Como toda población, Iguala es un lugar de leyendas y tradiciones, las cuales ha pasado de generación en generación de manera oral por lo que no se han perdido y siguen contándose de manera sabrosa a las nuevas generaciones, una de estas leyendas es · “La carroza de la muerte “, a la que se ha dado vigor y como consecuencia logra la atención de quien la escucha.

A finales del siglo pasado el barrio del Juanacate era un caserío disparejo, en donde lo mismo habían enormes casonas que jacales en sus orillas; en este barrio tuvo un gran establecimiento comercial don Nicolas Linche, cuya tienda de abarrotes “Las Glorias del Mundo”, era también un centro de reunión de Viejos Igualtecos, quienes por la noche solían platicar de sus muchas cosas.

Esas noches solían ser por lo general lóbregas, ya que después de las diez de la noche, los contados vecinos que colocaban algunas lámparas y faroles para alumbrar la calle los metían quedando ésta como si fuera la boca de un lobo. Los pocos trasnochados tenían cuidado para llegar a su casa a todas deshoras, por que era fama que el maleficio se extendía por toda la barriada.

Juan y Francisco, dos muchachos que tenían su hogar en el Juanacate, atendían a extramuros de la población una pequeña tierra de labor; sin sentirlo la horas se les fueron pasando hasta que la noche tendió su manto oscureciéndolo todo. Serian como las doce de la noche de un día del mes de septiembre de 1889, cuando luego de su faenas agrícolas retornaban a sus hogares, por la calle que ahora lleva el nombre de Joaquín Baranda, conociéndole entonces simplemente como la del “Ámate” porque un corpulento árbol de esa variedad crecía a placer, su sombra se hacia pesada, como si cobijara en ella algún espíritu maligno.

Iban Juan y Francisco platicando de lo que esperaban de su sementera, cuando de pronto escucharon en medio de la oscuridad, el aparatoso ruido de unas ruedas metálicas de algún carruaje, acompañada del trote de algunos caballos de cuyos cascos herrados chocaban contra las lozas del empedrado sacando algunas chispas. La sangre se les heló cuando el carruaje pasó casi atropellándolos, llevando en su interior un esqueleto, cuyas huesudas manos guiaban las riendas.
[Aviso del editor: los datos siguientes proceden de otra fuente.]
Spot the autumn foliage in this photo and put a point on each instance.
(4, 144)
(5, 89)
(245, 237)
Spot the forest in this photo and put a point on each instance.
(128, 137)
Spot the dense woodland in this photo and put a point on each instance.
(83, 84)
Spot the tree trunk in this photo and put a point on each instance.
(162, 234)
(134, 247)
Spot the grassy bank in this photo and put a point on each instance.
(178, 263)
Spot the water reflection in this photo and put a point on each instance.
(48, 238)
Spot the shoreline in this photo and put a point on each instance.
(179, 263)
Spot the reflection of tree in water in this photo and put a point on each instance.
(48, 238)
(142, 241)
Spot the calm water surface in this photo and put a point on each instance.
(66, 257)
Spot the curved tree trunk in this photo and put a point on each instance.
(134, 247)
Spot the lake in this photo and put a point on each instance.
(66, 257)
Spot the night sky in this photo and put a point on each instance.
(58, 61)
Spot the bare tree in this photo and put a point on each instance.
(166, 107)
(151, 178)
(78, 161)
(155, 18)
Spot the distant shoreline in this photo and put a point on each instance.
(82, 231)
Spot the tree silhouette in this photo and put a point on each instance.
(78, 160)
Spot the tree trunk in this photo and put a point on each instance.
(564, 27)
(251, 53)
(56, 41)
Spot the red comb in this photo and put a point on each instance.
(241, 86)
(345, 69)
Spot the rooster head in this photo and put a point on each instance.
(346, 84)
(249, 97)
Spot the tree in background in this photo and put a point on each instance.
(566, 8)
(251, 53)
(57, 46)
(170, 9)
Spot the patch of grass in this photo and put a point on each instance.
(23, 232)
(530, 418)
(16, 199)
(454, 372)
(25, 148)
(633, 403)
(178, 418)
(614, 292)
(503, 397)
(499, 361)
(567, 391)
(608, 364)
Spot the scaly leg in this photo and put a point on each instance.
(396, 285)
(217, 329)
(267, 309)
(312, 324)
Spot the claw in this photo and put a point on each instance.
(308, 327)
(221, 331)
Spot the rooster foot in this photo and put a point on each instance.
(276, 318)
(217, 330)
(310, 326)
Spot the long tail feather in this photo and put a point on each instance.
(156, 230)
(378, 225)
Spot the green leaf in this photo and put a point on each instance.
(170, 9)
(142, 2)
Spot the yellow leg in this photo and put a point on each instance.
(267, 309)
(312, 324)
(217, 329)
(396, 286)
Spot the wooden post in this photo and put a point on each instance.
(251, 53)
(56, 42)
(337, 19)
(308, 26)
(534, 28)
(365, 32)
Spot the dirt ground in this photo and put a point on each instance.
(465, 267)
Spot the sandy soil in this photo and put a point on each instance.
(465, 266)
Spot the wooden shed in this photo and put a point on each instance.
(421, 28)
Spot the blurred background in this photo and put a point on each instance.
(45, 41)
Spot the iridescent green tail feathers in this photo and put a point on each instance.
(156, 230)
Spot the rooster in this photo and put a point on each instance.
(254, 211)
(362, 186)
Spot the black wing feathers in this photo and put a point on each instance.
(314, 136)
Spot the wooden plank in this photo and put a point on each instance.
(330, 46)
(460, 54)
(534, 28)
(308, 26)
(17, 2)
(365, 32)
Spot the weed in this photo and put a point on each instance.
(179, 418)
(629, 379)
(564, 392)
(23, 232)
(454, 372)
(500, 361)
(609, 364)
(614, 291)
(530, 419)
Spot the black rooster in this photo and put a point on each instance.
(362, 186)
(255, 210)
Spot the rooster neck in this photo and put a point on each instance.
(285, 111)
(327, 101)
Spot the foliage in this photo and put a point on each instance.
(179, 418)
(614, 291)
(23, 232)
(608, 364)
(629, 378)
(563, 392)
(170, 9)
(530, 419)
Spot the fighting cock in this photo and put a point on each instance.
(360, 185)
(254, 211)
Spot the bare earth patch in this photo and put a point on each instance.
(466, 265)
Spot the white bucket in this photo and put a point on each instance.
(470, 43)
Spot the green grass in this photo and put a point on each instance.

Al pasar a su lado, ese cuerpo carente de carne los miró fijamente, pudiendo advertir que de sus cuencas sin ojos le salían luces de colores, las que se desvanecían conforme la carreta avanzaba lentamente, hasta llegar a ese frondoso ámate en donde como por arte de magia desaparecía, volviendo a quedar un ambiente de tranquilidad, solo turbado por un ambiente caliente que hacia crujir las ramas de ese imponente ámate.
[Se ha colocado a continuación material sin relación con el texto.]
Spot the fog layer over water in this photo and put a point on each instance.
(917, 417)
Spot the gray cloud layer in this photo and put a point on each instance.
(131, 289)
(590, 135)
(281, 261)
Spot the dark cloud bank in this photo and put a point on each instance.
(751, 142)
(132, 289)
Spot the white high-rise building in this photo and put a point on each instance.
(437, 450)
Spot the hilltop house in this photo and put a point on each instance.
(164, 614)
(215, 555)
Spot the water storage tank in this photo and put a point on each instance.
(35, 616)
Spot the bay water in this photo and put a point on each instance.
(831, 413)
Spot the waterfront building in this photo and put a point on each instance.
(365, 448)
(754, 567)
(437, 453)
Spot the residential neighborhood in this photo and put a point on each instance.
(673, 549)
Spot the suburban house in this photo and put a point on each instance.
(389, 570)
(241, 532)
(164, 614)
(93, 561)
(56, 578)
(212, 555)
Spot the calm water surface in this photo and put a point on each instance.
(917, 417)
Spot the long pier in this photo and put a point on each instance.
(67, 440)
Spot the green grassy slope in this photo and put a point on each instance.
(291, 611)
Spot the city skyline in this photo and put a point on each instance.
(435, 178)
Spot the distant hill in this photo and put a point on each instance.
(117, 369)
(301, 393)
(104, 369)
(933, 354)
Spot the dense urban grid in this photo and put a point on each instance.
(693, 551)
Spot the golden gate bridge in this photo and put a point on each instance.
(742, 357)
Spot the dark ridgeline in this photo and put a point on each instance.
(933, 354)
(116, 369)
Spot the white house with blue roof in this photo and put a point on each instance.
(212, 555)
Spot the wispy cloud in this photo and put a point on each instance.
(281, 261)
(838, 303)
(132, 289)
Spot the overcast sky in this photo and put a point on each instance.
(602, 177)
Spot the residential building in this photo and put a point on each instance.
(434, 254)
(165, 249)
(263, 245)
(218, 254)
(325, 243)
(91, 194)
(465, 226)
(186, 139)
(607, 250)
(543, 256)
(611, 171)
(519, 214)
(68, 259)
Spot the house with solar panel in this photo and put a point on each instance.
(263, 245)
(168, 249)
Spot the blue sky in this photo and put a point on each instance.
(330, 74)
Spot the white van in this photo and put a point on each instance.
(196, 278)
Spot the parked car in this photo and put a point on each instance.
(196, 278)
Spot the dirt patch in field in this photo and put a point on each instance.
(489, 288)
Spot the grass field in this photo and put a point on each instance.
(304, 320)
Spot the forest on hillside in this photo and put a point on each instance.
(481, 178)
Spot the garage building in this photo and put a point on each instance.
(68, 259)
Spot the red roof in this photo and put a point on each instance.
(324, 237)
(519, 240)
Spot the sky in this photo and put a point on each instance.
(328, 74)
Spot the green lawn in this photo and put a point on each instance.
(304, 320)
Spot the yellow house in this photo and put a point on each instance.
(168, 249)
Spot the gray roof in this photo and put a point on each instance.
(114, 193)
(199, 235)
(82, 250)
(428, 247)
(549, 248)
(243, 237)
Los dos campesinos quedaron helados de terror, Juan al ver ese cuerpo huesudo se desvaneció sobre una pared de adobe, en tanto que su compañero quedó petrificado sin poder dar un solo paso, con el habla cortada por la terrible impresión. Al amanecer los cuerpos de los dos jóvenes fueron encontrados sin vida; en sus rostros podía advertirse que algo sobrenatural habían mirado que los llevo a la tumba. Otras personas que por muchos motivos tuvieron que abandonar sus hogares para ir a algún mandado, pero que tuvieron mejor suerte en los labriegos, contaban haber visto a una mujer elegantemente vestida, toda ella de negro, enjoyada a más no poder, conduciendo ese carruaje. En lugar de perfume el ambiente se enrarecía dejando un penetrante olor a carne descompuesta. Luego de cruzar la calle se perdía en la distancia; escuchándose al poco un largo lamento.
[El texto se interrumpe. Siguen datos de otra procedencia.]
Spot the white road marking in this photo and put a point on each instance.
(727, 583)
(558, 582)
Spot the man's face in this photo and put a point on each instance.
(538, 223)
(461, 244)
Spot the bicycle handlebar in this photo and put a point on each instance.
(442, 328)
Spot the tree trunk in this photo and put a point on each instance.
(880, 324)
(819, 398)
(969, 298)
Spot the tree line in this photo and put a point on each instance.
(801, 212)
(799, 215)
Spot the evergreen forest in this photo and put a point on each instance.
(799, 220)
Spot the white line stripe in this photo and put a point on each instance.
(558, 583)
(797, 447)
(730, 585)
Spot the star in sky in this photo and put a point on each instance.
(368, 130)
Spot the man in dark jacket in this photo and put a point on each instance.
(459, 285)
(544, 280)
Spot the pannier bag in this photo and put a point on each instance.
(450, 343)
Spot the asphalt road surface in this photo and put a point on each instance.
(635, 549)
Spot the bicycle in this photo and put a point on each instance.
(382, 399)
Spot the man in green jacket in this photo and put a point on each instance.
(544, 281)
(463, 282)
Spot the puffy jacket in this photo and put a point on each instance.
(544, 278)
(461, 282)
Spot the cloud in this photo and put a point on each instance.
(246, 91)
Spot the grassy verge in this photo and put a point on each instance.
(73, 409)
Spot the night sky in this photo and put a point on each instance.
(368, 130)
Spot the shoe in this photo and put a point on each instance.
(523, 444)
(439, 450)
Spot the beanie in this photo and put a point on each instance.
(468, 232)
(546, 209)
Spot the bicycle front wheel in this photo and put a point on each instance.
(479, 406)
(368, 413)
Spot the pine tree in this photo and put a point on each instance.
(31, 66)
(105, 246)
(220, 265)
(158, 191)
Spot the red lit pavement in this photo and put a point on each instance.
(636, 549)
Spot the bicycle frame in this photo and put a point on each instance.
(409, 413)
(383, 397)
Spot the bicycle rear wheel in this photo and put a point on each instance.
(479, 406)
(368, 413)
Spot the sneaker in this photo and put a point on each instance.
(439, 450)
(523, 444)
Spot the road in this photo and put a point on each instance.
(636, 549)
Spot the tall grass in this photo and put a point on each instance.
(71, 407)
Durante muchos años exactamente a las doce de la noche, los moradores del barrio del Juanacate escuchaban el ruidoso paso de la carroza de la muerte, sin atreverse a salir y en cambio rezar acongojados, plegarias para que sus rogativas fueran escuchadas por el altísimo, desterrándose ese maleficio que tenia aterrorizado a todo el vecindario. 

A partir que Iguala fue electrificada a principios de las años 30’s de este siglo, el barrio de Juanacate recibió el beneficio de la luz artificial; también el tiempo provoca que las viejas casas fueran demolidas por la piqueta, levantándose en su lugar viejas residencias.

El ámate fue cortado haciéndose con el leña que la gente pobre se encargó de vender .

Desde entonces nadie volvió a ver esa misteriosa carroza de la muerte, quedando sólo la leyenda.